New insights into the Stolen Generations
June 14, 2021
A recently updated report released a staggering increase in Indigenous people disclosing themselves as Stolen Generations survivors. Since 2018, the number coming forward born before 1972 has almost doubled to 33,600, suggesting that many more First Nations people are willing to share their experiences. The data collected amongst the Stolen Generations demographic over 50 years old revealed that economic circumstances, health outcomes and health risks were worse for them than those of Indigenous people who were not removed from their families as children. Although the Stolen Generations is often discussed through a historical lens by mainstream dominant powers in Australia, the reality is that even today, Aboriginal children are 9.7 times more likely to be removed from their families than non-Aboriginal children, and over 23,000 live in out-of-home care.
The 2021 report, Aboriginal and Torres Strait Islander Stolen Generations aged 50 and over: updated analyses for 2018–19 provides a clear indication that Indigenous children suffer more as a result of being removed from their families. The analyses showed that they were more likely than Indigenous people who were not forcibly removed to be receiving welfare, experiencing discrimination, suffering from a severe disability, living with poor mental health, and identifying as a smoker. Results from the research also indicated that almost ninety per cent had not completed Year 12 schooling, and the majority did not own a home.

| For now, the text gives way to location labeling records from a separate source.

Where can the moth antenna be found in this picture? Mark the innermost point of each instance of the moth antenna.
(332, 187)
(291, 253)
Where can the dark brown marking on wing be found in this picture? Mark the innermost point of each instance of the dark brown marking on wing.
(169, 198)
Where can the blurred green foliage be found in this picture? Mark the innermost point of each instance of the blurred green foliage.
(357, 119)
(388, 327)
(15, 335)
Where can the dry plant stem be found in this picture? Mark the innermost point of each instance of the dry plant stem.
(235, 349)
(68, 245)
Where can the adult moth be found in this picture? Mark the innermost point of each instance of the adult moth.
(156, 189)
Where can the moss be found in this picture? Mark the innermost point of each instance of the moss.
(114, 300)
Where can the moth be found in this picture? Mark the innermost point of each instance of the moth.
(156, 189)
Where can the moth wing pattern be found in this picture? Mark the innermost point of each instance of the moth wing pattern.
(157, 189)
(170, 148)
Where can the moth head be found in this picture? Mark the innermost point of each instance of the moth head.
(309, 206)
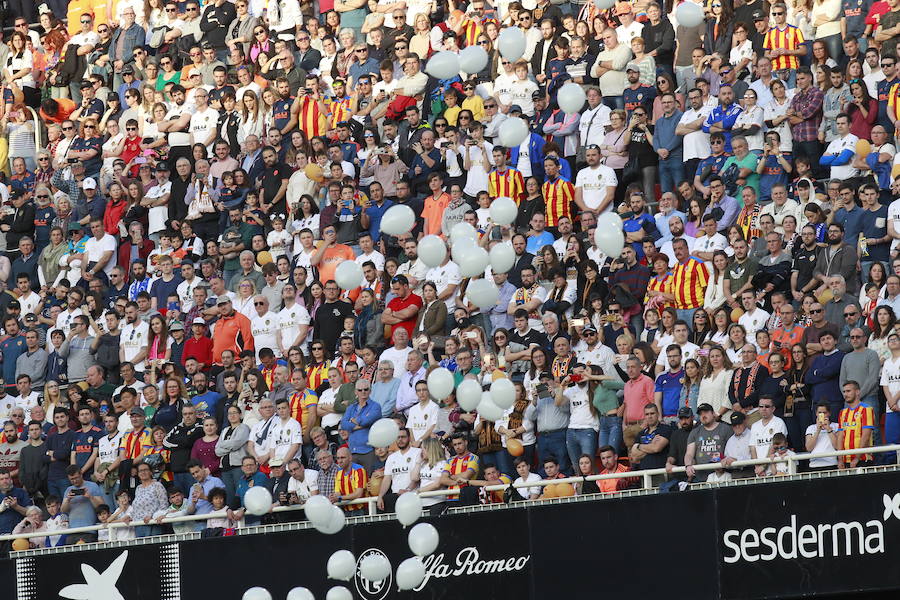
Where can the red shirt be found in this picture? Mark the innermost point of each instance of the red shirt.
(398, 304)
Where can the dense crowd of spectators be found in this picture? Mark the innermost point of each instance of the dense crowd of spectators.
(173, 333)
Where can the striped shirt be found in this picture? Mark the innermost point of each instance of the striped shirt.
(559, 195)
(789, 38)
(508, 184)
(348, 481)
(689, 281)
(851, 425)
(459, 465)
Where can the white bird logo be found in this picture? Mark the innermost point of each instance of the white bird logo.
(97, 586)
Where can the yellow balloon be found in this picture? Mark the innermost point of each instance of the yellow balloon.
(20, 545)
(314, 172)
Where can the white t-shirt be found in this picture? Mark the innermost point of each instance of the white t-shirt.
(399, 466)
(823, 444)
(837, 146)
(158, 215)
(526, 493)
(263, 329)
(133, 339)
(290, 320)
(94, 249)
(304, 489)
(420, 419)
(202, 124)
(580, 415)
(755, 322)
(890, 376)
(593, 184)
(283, 434)
(761, 435)
(443, 276)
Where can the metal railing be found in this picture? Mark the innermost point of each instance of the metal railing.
(646, 477)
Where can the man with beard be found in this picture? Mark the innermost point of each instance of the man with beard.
(676, 228)
(176, 124)
(397, 469)
(838, 258)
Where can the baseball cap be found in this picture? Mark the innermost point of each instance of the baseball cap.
(685, 412)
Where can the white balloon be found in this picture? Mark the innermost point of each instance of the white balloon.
(443, 65)
(318, 509)
(383, 433)
(488, 410)
(257, 593)
(472, 59)
(375, 567)
(473, 260)
(338, 592)
(258, 500)
(348, 275)
(571, 98)
(398, 219)
(440, 383)
(468, 394)
(462, 231)
(341, 565)
(336, 521)
(503, 210)
(432, 250)
(503, 257)
(689, 14)
(511, 43)
(410, 573)
(300, 594)
(503, 393)
(609, 235)
(408, 508)
(483, 293)
(423, 539)
(512, 131)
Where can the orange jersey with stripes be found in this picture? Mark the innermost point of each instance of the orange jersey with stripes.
(459, 465)
(852, 423)
(789, 38)
(310, 118)
(689, 281)
(506, 184)
(558, 198)
(348, 481)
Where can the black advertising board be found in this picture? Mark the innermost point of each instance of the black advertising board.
(831, 535)
(836, 536)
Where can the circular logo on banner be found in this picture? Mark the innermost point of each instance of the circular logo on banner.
(372, 590)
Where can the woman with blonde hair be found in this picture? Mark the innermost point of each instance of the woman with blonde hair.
(252, 116)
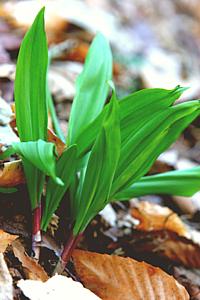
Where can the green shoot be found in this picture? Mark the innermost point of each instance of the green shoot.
(110, 148)
(179, 183)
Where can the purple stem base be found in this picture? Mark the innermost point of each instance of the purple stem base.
(66, 254)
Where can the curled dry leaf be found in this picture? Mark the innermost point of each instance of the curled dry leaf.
(11, 173)
(56, 287)
(114, 277)
(6, 285)
(164, 244)
(155, 217)
(5, 240)
(190, 279)
(33, 269)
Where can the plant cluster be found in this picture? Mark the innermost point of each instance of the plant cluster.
(109, 147)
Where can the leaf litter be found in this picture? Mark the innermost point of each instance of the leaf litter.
(175, 247)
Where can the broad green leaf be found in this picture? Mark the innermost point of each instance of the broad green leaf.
(179, 183)
(91, 87)
(65, 169)
(139, 153)
(30, 83)
(7, 190)
(140, 107)
(41, 155)
(135, 110)
(30, 99)
(100, 170)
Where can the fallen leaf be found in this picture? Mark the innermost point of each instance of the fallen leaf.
(114, 277)
(190, 279)
(57, 287)
(155, 217)
(162, 244)
(5, 240)
(6, 284)
(34, 270)
(11, 173)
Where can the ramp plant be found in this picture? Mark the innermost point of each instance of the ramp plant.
(110, 146)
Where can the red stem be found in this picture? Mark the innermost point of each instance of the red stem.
(66, 253)
(36, 232)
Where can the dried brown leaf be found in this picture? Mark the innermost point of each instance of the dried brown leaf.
(5, 240)
(164, 244)
(114, 277)
(155, 217)
(34, 270)
(53, 138)
(6, 285)
(56, 287)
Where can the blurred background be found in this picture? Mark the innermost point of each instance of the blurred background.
(154, 44)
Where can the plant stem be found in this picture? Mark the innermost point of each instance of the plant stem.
(36, 233)
(66, 253)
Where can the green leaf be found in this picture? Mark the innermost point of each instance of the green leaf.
(179, 183)
(30, 83)
(142, 106)
(100, 170)
(135, 110)
(7, 190)
(65, 169)
(91, 87)
(30, 99)
(7, 153)
(139, 153)
(41, 155)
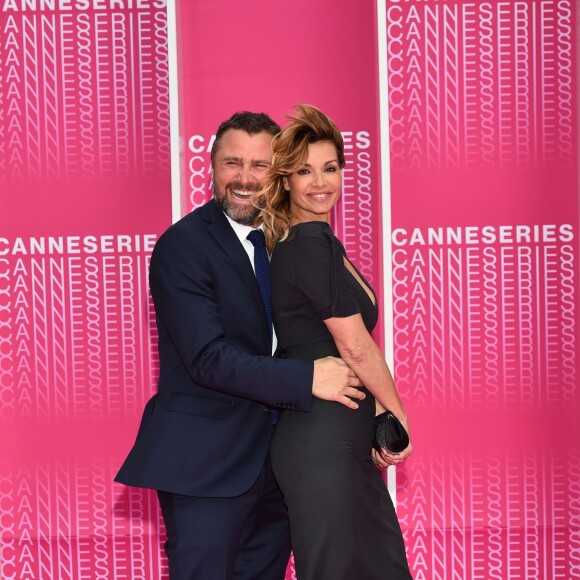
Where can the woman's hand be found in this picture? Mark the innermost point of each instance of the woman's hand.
(384, 459)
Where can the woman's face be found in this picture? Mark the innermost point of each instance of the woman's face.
(316, 186)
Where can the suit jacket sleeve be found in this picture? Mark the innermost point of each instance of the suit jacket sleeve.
(183, 283)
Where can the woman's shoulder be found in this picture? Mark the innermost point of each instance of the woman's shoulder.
(307, 230)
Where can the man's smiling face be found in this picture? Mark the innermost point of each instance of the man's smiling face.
(241, 164)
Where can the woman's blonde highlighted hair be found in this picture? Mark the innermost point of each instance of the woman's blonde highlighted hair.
(289, 153)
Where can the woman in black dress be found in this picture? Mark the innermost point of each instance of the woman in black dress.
(342, 522)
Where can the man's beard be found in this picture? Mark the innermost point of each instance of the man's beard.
(246, 214)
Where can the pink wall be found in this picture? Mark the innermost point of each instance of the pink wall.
(483, 141)
(483, 127)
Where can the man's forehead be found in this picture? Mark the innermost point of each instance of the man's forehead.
(237, 139)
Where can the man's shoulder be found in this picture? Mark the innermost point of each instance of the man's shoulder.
(192, 224)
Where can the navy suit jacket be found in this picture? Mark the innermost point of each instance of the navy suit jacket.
(207, 431)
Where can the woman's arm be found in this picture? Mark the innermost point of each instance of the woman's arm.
(360, 352)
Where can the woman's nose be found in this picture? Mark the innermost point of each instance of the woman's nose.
(317, 178)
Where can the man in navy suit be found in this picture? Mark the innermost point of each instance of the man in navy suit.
(204, 437)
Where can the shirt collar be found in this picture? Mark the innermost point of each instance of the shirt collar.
(241, 230)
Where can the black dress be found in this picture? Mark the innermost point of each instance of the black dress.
(342, 522)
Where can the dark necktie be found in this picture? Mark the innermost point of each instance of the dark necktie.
(262, 267)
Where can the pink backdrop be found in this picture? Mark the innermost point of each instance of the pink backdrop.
(484, 182)
(85, 189)
(484, 198)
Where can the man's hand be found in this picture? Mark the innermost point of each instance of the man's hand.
(335, 381)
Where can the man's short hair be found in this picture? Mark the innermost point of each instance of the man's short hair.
(251, 123)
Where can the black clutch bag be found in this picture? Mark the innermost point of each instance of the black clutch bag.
(389, 433)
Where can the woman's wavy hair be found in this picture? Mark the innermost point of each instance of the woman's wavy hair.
(289, 153)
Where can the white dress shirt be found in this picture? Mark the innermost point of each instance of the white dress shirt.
(242, 232)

It is encouraging that more Aboriginal and Torres Strait Islander people have felt comfortable enough to reveal that they were victims of the Stolen Generations but the sudden spike requires more analysis to understand the reasoning behind it. Fadwa Al-Yaman, spokesperson for the Australian Institute of Health and Welfare (AIHW) suggests that it is just a matter of time and willingness, however, as First Nations people continue to struggle for sovereignty and receive more recognition, it may be paving the way for more Indigenous people to explore their identity and share their experiences.
But more exposure does not necessarily mean Aboriginal and Torres Strait Islander people are receiving better outcomes for their children now. As of June 2020, 23,344 Aboriginal children were reported to be living in out-of-home care, which makes up for thirty-seven per cent of all fostered, adopted or institutionalised children in Australia. With the recent report showing the negative consequences for those removed from their family, it is likely that similar outcomes could occur for these young people in the future.
This current situation can be attributed to the Howard’s Northern Territory intervention which was implemented in 2007 and carried on into the Rudd years. Rather than addressing children’s issues in the Northern Territory by supporting communities in poverty, the blame was directed at Aboriginal and Torres Strait Islander people.
Howard’s attacks on First Nations people included the discontinuation of Aboriginal and Torres Strait Islander Commission (ATSIC), the abolition of the self-determination policy, the abandonment of the Reconciliation movement and the Native Title Amendments Act, and in his final blow, an intervention, which would result in land seizures, and a sixty-five per cent increase in Aboriginal children being removed from their home.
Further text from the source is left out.